Exhibition: Mappa Mundi
45 Park Lane, The Dorchester’s sister hotel, prides itself on mixing fine art with contemporary style. Sir Peter Blake’s Dancing Girls over Rotten Row hangs in the Penthouse Suite, and all 16 of Damien Hirst’s limited edition Diamond Dust Psalms adorn the hotel’s restaurant, CUT at 45 Park Lane. The hotel features an ever-changing programme of temporary displays, and its latest exhibition, Mappa Mundi by David Ewan Eason, is currently adding extra lustre to the hotel’s already glittering lobby and bar until November 27.
The exhibition consists of an array of large-scale golden maps of world cities and continents, hand-drawn on 24-carat gold or Palladium leaf. They portray some of the world’s most recognisable landmarks, but flooded with gilt and with street names removed, the maps are no longer navigational tools but breathtaking works of abstract art.

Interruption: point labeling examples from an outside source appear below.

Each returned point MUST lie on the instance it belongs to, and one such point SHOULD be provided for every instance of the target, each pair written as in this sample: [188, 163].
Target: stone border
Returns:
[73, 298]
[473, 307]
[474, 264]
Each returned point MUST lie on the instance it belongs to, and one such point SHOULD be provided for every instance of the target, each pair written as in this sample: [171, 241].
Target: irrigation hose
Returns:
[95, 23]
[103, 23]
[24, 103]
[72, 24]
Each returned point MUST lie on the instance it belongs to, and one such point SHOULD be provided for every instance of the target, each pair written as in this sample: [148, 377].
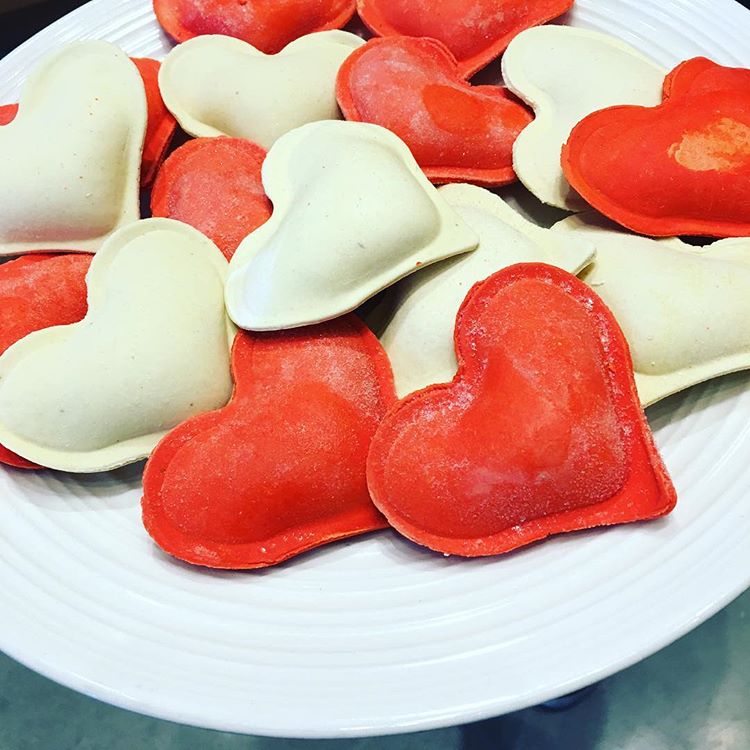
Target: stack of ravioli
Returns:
[236, 264]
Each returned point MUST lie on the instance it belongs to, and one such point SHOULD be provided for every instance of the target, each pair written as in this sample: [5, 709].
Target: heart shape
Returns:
[419, 334]
[651, 169]
[39, 291]
[700, 74]
[71, 157]
[413, 87]
[539, 433]
[353, 213]
[684, 310]
[214, 184]
[217, 85]
[564, 74]
[268, 25]
[152, 351]
[160, 127]
[475, 31]
[281, 468]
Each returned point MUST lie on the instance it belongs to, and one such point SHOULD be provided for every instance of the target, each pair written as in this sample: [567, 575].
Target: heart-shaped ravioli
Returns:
[70, 159]
[353, 213]
[268, 25]
[152, 351]
[39, 291]
[419, 334]
[161, 124]
[539, 433]
[475, 31]
[566, 73]
[412, 86]
[280, 469]
[214, 184]
[217, 85]
[654, 170]
[684, 310]
[700, 74]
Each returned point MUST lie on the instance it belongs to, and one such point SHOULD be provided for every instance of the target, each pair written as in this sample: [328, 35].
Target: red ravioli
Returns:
[657, 170]
[475, 31]
[161, 124]
[269, 25]
[214, 184]
[39, 291]
[281, 468]
[700, 75]
[159, 129]
[457, 132]
[540, 432]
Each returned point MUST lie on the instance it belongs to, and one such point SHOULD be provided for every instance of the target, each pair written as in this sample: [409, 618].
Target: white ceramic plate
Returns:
[375, 635]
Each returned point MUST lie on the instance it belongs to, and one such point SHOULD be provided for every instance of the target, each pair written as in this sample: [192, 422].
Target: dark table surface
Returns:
[694, 695]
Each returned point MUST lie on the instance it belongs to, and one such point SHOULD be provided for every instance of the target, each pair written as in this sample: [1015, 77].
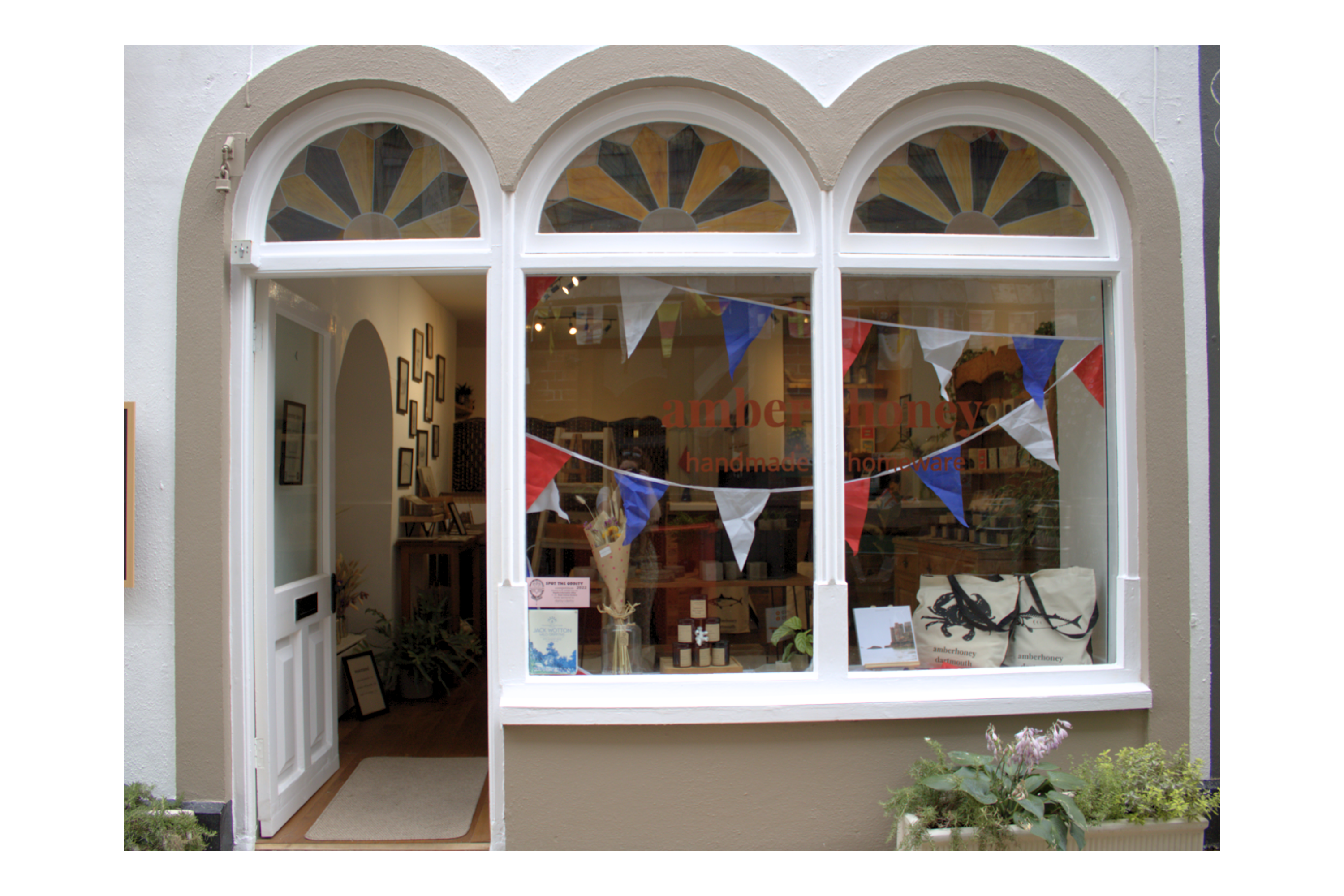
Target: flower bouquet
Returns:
[612, 558]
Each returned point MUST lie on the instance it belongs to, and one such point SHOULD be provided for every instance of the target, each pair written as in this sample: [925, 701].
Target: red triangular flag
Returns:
[543, 462]
[855, 511]
[537, 288]
[1090, 374]
[853, 335]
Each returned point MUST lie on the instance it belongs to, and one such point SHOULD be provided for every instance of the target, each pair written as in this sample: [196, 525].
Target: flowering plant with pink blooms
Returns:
[1012, 785]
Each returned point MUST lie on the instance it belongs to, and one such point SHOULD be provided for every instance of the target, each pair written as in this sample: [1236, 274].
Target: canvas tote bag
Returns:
[1057, 613]
[964, 621]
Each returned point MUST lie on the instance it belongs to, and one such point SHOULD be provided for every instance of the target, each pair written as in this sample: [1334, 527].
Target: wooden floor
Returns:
[453, 726]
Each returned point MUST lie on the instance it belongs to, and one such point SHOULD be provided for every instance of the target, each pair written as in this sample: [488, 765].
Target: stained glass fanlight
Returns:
[666, 177]
[971, 181]
[373, 182]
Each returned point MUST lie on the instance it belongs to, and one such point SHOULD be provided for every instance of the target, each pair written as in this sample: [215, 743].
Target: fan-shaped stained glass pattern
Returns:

Although the exhibition’s name may be Medieval – Mappa Mundi literally means ‘charts of the world’ – Eason’s maps represent our contemporary landscape, and are designed to remind us how quickly the footprint of a city can change beyond recognition.
These modern artworks owe another debt to the past, having been inspired by Charles Booth’s 19th-century poverty maps. These early works of social cartography were designed to show the distribution of the different social classes in London, each area colour-coded according to its inhabitants’ wealth. Eason takes a different approach, erasing visible inequalities by literally paving every street with gold. Without any markers of affluence or poverty, the maps can be appreciated simply for their aesthetic appeal.
Eason has had his work displayed at the Barbican, The Royal Academy of Arts, and around the world, and has produced sculptures, paintings, videos and prints, before settling on gilt as his favourite medium to work with.
He has been fascinated with the concept of contrasts since studying Cézanne at Bath Spa. And Mappa Mundi is a perfect evocation of that idea: the permanence of gold is juxtaposed with the transience of a man-made landscape; a look at the modern world is inspired by a Medieval tradition; the world’s most coveted material is used for works inspired by poverty. This exhibition offers up an unusual way of looking at the world, in more ways than one.